I realized after reading this article that many people have forgotten the lessons learned from the early days of MS-DOS. This kind of stuff was known to every developer who worked in C and coded to MS-DOS. You see, back in the MS-DOS days, memory was king. So DOS packed all of its data structures as tightly as possible to save memory.
And if you attempted to make MS-DOS system calls from C, you invariably ran into packing issues.
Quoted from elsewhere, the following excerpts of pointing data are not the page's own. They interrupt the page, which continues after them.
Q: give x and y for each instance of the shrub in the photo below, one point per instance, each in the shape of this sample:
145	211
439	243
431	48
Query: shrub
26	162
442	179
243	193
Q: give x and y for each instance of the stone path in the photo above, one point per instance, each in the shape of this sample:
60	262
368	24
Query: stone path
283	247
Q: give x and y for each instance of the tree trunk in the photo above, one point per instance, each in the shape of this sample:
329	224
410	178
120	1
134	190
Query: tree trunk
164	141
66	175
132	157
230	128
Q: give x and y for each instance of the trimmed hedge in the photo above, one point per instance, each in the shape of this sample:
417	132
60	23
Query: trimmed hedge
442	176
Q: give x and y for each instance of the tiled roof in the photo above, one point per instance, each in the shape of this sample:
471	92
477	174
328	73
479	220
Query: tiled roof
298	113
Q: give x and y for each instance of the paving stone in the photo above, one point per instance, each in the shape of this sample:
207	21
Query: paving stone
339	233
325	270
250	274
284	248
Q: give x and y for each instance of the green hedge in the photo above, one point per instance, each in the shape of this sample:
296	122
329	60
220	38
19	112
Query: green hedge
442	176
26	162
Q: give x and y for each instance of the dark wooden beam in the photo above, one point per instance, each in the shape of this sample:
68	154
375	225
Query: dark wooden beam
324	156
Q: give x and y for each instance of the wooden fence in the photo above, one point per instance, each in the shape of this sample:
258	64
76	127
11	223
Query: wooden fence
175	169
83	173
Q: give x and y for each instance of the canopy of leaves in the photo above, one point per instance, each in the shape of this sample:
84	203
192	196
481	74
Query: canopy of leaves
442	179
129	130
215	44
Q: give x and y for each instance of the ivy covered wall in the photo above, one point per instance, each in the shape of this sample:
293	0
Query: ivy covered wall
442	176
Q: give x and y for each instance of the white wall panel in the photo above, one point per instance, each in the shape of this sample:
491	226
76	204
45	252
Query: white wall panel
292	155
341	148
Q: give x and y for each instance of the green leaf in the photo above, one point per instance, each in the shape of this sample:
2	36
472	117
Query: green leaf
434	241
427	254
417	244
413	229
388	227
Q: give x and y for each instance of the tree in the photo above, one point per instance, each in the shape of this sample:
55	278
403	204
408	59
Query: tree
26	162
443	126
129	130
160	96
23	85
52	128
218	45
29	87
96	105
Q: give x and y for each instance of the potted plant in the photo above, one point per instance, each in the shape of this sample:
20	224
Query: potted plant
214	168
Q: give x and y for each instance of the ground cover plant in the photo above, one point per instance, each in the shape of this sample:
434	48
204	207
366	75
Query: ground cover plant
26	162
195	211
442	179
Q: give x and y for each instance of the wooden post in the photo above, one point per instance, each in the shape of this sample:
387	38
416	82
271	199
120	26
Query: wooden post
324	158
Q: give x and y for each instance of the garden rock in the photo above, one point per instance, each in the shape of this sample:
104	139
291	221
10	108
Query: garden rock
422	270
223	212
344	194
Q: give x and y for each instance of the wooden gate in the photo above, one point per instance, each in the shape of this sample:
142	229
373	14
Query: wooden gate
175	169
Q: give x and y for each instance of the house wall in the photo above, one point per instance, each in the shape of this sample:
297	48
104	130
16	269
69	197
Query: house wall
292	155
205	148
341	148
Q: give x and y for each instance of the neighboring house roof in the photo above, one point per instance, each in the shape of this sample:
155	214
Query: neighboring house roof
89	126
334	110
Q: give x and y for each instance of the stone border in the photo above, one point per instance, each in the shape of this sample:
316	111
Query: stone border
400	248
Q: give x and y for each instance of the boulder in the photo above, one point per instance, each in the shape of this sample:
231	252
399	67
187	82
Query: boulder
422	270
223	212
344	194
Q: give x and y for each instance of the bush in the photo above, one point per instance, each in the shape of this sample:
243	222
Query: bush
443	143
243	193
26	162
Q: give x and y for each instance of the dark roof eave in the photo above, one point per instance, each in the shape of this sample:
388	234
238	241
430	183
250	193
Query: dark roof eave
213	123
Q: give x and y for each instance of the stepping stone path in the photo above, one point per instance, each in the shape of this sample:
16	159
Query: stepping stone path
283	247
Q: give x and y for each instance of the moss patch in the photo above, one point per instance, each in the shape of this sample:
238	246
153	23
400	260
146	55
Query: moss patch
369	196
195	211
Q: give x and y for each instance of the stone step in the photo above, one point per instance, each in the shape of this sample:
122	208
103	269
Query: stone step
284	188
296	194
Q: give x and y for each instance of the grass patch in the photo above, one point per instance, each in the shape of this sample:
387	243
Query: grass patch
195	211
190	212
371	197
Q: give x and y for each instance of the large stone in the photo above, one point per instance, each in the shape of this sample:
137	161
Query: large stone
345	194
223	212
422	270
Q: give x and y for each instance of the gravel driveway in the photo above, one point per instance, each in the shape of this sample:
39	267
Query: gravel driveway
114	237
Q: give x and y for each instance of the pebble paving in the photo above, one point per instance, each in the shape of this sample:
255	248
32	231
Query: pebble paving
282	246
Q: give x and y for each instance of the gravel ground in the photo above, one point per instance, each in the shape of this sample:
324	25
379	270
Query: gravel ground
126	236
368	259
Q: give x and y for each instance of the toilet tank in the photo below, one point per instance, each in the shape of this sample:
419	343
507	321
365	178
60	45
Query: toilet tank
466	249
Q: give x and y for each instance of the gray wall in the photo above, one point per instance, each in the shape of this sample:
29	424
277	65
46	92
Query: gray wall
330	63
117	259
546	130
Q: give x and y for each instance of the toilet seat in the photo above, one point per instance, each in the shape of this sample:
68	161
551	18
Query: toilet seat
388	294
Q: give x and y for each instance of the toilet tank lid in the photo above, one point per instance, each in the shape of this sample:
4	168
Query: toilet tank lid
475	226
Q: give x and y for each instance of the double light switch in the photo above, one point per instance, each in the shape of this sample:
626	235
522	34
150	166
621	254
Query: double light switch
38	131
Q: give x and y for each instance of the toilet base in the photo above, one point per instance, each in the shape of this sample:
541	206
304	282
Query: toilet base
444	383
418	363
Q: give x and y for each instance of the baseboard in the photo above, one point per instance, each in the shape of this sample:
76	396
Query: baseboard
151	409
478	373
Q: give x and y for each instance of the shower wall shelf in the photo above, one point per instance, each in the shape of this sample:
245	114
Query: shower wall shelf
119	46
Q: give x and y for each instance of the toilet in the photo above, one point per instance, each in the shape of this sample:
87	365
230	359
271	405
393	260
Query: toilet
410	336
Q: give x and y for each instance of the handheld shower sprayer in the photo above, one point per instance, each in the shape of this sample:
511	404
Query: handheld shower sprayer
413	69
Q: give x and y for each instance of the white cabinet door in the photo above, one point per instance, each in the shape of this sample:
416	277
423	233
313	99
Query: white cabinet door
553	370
For example, the MS-DOS get country data (which returned internationalization information) returned a structure that contained:
Offset | Length | Description |
0x00 | 2 | Date format |
0x02 | 5 | Currency Symbol (ASCIZ string) |
0x07 | 2 | Thousands separator (ASCIZ string) |
0x09 | 2 | Decimal separator (ASCIZ string) |
0x0b | 2 | Date separator (ASCIZ string) |
0x0d | 2 | Time separator (ASCIZ string) |
0x0f | 1 | Bit Field |
0x10 | 1 | Currency places |
0x11 | 1 | Time format |
0x12 | 4 | Case-map call address (DWORD) |
0x16 | 2 | Data-list separator (ASCIZ string) |
0x18 | 10 | Reserved |
If I was to represent this as a C structure, the naive representation would be:
struct INTL_DATA{ WORD _DateFormat; CHAR _CurrencySymbol[5]; CHAR _ThousandsSeparator[2]; CHAR _DecimalSeparator[2]; CHAR _DateSeparator[2]; CHAR _TimeSeparator[2]; BYTE _Padding; BYTE _CurrencyPlaces; BYTE _TimeFormat; LPVOID _CaseMapCallAddress; BYTE _DataListSeparator[2]; BYTE _Reserved[10];};
The problem is that this structure definition wouldn't work.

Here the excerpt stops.